そんなある日、突然俺にとって地獄のような指示が出された。

嫌々ながらも従った俺もバカだった。

たまたま咲宮さんの机の隅に置いてあったもの。

わりと大きめで白く、真ん丸な消しゴムらしきものが本当にたまたま水川の目にとまったらしい。

それは、ねり消しゴムというものだった。

ねり消しゴムを知らない人は、ほとんどいないだろうと思うけど。

一応説明すると、スライムとまではいかないが、粘土の様な消しゴムだ。

ただあんなに大きなねり消しゴムを今までに見たことがなかったから、どこで売っているのか少し不思議に思ったのは確かだ。

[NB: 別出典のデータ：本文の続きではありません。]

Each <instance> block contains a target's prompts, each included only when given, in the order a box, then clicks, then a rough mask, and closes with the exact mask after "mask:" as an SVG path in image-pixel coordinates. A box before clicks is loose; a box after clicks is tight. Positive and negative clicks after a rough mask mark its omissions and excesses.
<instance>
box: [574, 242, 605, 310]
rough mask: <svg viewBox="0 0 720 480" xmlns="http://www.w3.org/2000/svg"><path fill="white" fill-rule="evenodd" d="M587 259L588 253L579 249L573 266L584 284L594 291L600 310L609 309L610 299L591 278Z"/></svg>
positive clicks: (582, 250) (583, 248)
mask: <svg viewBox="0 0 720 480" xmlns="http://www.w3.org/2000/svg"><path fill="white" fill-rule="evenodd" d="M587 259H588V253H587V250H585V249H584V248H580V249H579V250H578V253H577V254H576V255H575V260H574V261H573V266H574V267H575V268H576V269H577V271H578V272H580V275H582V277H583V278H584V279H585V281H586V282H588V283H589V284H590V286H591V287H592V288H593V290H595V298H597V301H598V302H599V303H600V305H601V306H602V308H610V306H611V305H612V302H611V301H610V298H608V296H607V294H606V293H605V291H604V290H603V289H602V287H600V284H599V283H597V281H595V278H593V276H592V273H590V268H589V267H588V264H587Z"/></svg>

俺はそのねり消しゴムを、咲宮 華さんの頭につけろ、と命令されたのである。

ねり消しは一度しっかり張り付くと、とるのが難儀だ。

さらに、手だけじゃなかなか取れない。

しかも、髪にくっついたら風呂に入らない限り取れないだろう。

咲宮さんはきっと困る。

そんな事を俺がやった。

周りの奴らは思いっきり笑ってやがる。

俺は笑えねぇ。

笑えねぇよ。

でも、黙ってそれに従う俺自身にも何だか笑えてきた。

これを聞いて、酷いと思う人もそんなこと特に大した事じゃないだろうと思う人もいるだろう。

そう思う人が1人くらいいてもいいというのに、どいつも見てみぬフリ、ひどい奴は、一緒になって大笑いしてやがる。

何が面白いんだか。

すると、いつも本を読みっぱなしの咲宮 華さんが突然動いた。